Comment l’Etat algérien s’est privé des moyens de développement en privant les Algériens de leurs libertés et dévoyant le rôle des associations et des partis. Tel est le thème de la conférence prononce samedi à Sétif par M.Mouloud Hamrouche, ancien chef du gouvernement sur le thème « Libertés publiques et développement durable ».

Le pouvoir, a-t-il déclaré, considère une structuration de la société des organisations sociales fortes conformes à leur vocation et à la volonté de leur adhérents ou militants. Une telle démarche affaibli les capacités de l’Etat à réaliser le développement car en privant les algériens de leur libertés, il se prive des instruments qui permettent la régulation et des contre-pouvoirs qui corrigent.

Nous publions l’intégralité de l’intervention en attendant de revenir plus amplement sur cette conférence:

Vous m’avez demandé de vous parler du rapport entre libertés publiques et développement durable.
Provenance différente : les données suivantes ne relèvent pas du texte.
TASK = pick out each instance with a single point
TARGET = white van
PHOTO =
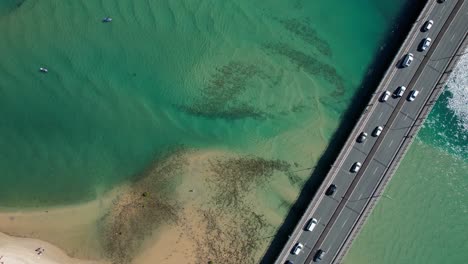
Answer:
(407, 60)
(297, 249)
(312, 223)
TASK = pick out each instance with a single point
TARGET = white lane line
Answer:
(453, 37)
(375, 170)
(344, 222)
(380, 116)
(363, 123)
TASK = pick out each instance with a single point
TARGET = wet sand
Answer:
(15, 250)
(190, 206)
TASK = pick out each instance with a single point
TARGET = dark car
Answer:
(319, 255)
(331, 190)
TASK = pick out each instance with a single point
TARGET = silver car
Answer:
(377, 131)
(425, 44)
(407, 60)
(400, 91)
(297, 249)
(427, 25)
(413, 95)
(385, 96)
(356, 167)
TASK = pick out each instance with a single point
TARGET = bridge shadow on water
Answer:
(383, 57)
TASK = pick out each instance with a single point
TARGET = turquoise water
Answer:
(425, 221)
(204, 74)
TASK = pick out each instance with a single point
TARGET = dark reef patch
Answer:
(235, 230)
(236, 177)
(309, 64)
(244, 231)
(220, 97)
(147, 205)
(302, 29)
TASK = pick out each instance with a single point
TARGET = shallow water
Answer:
(230, 74)
(212, 112)
(425, 221)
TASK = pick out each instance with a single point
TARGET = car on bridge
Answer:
(319, 255)
(407, 60)
(385, 96)
(312, 223)
(362, 137)
(356, 167)
(425, 43)
(427, 25)
(399, 91)
(377, 131)
(297, 249)
(331, 190)
(413, 95)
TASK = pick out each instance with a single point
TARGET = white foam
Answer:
(457, 84)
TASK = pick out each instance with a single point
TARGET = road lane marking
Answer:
(365, 121)
(376, 168)
(453, 37)
(381, 113)
(344, 223)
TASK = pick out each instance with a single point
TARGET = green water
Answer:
(270, 78)
(205, 74)
(425, 221)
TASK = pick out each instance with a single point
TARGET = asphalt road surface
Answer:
(337, 214)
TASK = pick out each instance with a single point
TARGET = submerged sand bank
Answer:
(190, 206)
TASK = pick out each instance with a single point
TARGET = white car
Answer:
(377, 131)
(427, 25)
(400, 91)
(362, 137)
(425, 44)
(413, 95)
(385, 96)
(356, 167)
(297, 248)
(407, 60)
(312, 223)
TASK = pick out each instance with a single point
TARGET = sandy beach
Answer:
(33, 251)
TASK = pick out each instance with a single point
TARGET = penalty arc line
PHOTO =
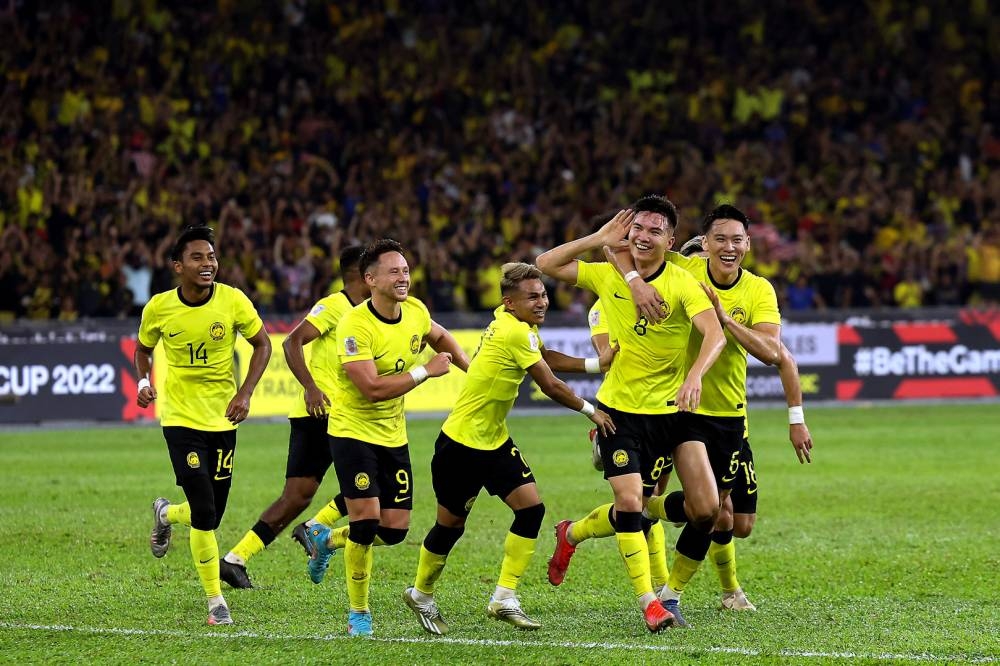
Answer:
(485, 642)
Le rapport consubstantiel entre les libertés, toutes les libertés et le développement durable m’impose une approche académique pour définir et expliquer la notion du développement durable et en quoi l’exercice ou le non exercice des libertés publiques impacte le développement. Bien entendu ma conférence n’a pas un caractère académique, mais je suis obligé de respecter une certaine méthodologie et ma lecture va être totalement politique.
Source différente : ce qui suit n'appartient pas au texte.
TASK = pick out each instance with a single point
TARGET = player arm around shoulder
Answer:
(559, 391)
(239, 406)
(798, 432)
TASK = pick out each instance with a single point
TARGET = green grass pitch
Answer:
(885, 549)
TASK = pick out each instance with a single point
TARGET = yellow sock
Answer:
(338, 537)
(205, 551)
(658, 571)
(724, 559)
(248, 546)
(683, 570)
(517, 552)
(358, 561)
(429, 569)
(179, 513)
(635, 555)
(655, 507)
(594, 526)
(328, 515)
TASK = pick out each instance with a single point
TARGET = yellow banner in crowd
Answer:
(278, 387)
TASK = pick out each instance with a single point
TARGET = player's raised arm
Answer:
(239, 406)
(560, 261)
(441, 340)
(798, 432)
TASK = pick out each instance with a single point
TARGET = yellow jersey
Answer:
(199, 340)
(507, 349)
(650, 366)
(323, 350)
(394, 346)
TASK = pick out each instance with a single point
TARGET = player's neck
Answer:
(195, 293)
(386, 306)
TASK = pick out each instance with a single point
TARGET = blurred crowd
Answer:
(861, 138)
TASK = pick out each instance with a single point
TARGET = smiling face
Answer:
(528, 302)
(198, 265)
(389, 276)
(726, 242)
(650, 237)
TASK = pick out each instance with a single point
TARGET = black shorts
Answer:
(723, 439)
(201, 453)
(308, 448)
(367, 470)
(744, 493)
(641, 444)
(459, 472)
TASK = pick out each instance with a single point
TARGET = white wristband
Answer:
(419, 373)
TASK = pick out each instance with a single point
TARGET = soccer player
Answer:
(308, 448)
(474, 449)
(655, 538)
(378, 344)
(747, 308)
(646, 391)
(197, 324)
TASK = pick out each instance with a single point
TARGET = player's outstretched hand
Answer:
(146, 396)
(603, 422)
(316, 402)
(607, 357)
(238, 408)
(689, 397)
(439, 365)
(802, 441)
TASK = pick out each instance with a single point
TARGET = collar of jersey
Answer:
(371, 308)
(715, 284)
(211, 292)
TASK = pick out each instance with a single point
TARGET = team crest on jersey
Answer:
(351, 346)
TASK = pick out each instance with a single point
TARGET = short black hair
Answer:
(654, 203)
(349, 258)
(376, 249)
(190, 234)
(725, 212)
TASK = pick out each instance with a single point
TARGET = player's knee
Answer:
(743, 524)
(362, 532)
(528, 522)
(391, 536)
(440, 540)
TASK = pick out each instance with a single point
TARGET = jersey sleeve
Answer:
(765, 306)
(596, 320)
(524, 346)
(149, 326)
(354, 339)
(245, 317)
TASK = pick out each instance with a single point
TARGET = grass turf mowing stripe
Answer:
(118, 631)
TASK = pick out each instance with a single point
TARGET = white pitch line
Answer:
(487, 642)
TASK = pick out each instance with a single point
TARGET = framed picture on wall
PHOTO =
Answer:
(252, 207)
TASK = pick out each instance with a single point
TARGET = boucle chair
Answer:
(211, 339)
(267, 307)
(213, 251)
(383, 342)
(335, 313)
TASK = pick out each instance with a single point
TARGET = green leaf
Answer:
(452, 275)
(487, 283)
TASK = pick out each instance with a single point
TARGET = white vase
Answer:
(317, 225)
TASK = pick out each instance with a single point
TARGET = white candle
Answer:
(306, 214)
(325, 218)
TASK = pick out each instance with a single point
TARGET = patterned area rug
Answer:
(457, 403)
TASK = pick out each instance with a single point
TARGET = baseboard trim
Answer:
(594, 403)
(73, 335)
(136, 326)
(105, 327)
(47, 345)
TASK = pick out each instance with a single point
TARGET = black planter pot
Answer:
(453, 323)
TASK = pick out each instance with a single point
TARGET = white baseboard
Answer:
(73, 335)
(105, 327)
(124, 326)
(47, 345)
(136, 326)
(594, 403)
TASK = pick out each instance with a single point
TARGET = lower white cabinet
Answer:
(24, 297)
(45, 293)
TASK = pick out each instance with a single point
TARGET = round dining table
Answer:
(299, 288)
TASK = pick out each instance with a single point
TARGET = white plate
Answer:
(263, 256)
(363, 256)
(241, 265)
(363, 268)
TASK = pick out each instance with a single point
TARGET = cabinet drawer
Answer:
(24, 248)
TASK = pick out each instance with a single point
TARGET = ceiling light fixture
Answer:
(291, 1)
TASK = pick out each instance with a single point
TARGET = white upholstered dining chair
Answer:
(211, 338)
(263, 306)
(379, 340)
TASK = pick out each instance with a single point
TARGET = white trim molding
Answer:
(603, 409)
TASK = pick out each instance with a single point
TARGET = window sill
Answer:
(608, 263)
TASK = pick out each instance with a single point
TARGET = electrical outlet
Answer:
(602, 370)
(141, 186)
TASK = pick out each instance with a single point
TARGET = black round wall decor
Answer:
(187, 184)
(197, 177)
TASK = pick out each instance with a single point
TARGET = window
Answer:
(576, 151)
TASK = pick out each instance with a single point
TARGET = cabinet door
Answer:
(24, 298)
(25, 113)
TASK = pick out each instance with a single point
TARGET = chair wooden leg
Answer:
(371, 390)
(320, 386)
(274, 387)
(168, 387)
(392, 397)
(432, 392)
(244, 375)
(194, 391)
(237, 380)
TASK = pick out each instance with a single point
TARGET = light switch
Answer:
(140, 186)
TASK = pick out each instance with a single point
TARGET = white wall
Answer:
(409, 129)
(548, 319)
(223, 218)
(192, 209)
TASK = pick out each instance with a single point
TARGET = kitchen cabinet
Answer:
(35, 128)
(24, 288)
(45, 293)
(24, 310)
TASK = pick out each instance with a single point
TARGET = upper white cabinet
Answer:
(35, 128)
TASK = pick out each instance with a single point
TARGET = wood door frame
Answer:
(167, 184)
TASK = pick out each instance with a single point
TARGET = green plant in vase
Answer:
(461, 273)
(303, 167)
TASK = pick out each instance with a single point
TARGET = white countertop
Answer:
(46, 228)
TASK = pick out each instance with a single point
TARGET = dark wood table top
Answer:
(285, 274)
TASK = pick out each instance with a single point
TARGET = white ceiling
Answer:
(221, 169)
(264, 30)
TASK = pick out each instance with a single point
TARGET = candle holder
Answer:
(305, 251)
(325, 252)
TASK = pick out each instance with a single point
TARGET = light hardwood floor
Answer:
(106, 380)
Les libertés publiques, au delà de leurs pertinences en tant que droit naturel attaché à l’être humain, sont un facteur majeur de l’évolution sociale. Elles engendrent tous les jours des dynamiques à l’occasion de leur exercice que ce soit en termes de création, de rivalité, de revendication, de frustration ou de conflit. Pour l’exercice de ces libertés, il est essentiel d’avoir des organisations/associations sociales.

Pour fonctionner et se développer la société a besoin de se doter d’institutions solides et efficaces : un État fort, fort de sa légitimité, de l’efficacité de ses politiques et de ses lois, une administration pérenne compétente, des partis, des syndicats, des associations d’opérateurs économiques, des associations sociales, une école, des universités et des entreprises compétitives, une communication officielle et une presse libres.

Les libertés publiques

Les « libertés publiques » sont les libertés individuelles et collectives des citoyens, qui sont considérées comme inaliénables, et censées être protégées ou garanties par la Constitution et par l’État.

Les libertés individuelles sont assurées par chaque personne et leur exercice est garanti par l’État, donc par des lois de la république.

Quant aux libertés collectives elles sont, par contre, protégées par l’État.

Sans les citer toutes, il faut se rappeler qu’en Algérie, dans leur principe, les libertés fondamentales, les droits de l’homme et du citoyen sont formellement garanties par la Constitution et les lois depuis 1989. Y compris la liberté de conscience, la liberté́ d’opinion, la liberté d’exercice du culte, la liberté de création intellectuelle, artistique et scientifique, les libertés académiques et la liberté de recherche scientifique, les libertés d’expression, d’association et de réunion, la liberté de manifestation pacifique, la liberté de la presse écrite, audiovisuelle et sur les réseaux d’information.

Il appartient à chacun de nous d’évaluer cette question en connaissance de cause, autrement dit en examinant la réalité vécue.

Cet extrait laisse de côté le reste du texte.